Sample TS files are included with the project in the tsfiles/ directory
The code is written in C++11 and can be built, at least, in the following platforms:
- Linux on x86/x64
- Raspbian on Raspberry PI 3 B+
- Windows on x86/x64
CMake is used to support cross-platform building.
DevOps scripts for all the supported platforms can be found at ipcaster/ops/[platform]. In the next section these scripts are use to build and test the application inside a Docker container
# Clone the repository
git clone https://github.com/adolfomarver/ipcaster.git
# cd into ipcaster directory where Dockerfile resides
cd ipcaster
# Build the docker image.
# The Dockerfile installs the build dependencies,
# build ipcaster and run the tests in an intermediate stage.
# Then, in the final stage, generates a minimum dependency image
# with the required artifacts from the intermediate stage.
docker build -t ipcaster .
We'll use the docker image generated in the previous step, We'll also need: cURL to send REST requests to the service and VLC to watch at the video output.
# Install cURL
sudo apt install curl
# Install VLC
sudo snap install vlc
# Launch VLC listening in the port 50000
vlc udp://@:50000
Open another console
# Launch VLC listening in the port 50001
vlc udp://@:50001
Now we have two receivers waiting for video streams on different ports.
Open another console
# Find out your docker0 network interface IP address
ip a # In my case 172.17.0.1
# Run ipcaster as a service exposing the port 8080
docker run -p 8080:8080 ipcaster service
# Send a POST request to create a stream for ipcaster.ts to be sent to VLC on port 50000
curl -d '{"source": "ipcaster/tsfiles/ipcaster.ts", "endpoint": {"ip": "172.17.0.1", "port": 50000}}' -H "Content-Type: application/json" -X POST http://localhost:8080/api/streams
# Send a POST request to create a stream for timer.ts to be sent to VLC on port 50001
curl -d '{"source": "ipcaster/tsfiles/timer.ts", "endpoint": {"ip": "172.17.0.1", "port": 50001}}' -H "Content-Type: application/json" -X POST http://localhost:8080/api/streams
Now we have two streams running!
# Let's check the running streams list
curl -i -H "Accept: application/json" -H "Content-Type: application/json" -X GET http://localhost:8080/api/streams
Stop a stream
# Delete the stream with Id 0
curl -X DELETE http://localhost:8080/api/streams/0
# Sends ipcaster.ts -> 172.17.0.1:50000 and timer.ts -> 172.17.0.1:50001
docker run -p 8080:8080 ipcaster play ipcaster/tsfiles/ipcaster.ts 172.17.0.1 50000 ipcaster/tsfiles/timer.ts 172.17.0.1 50001
The easiest way to create TS files is by using the open source application FFmpeg.
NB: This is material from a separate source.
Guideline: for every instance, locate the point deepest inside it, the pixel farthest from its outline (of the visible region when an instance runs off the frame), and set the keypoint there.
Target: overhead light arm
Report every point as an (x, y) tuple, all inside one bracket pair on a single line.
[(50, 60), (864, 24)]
Here is an example for a typical distribution bitrate of 4Mbps using two pass encoding.
Just substitute "myvideo.mp4" for the name of the file you want to encode.
# Pass 1
ffmpeg -y -i myvideo.mp4 -c:v libx264 -preset veryslow -profile:v high -level 4.0 -vf format=yuv420p -bsf:v h264_mp4toannexb -b:v 3.5M -maxrate 3.5M -bufsize 3.5M -pass 1 -f mpegts /dev/null
# Pass 2
ffmpeg -i myvideo.mp4 -c:v libx264 -preset veryslow -profile:v high -level 4.0 -vf format=yuv420p -bsf:v h264_mp4toannexb -b:v 3.5M -maxrate 3.5M -bufsize 3.5M -pass 2 -c:a aac -b:a 128k -muxrate 4000000 myvideo.ts
Next steps:
- Integrate the service in a distributed / scalable webapp including an HTML front-end.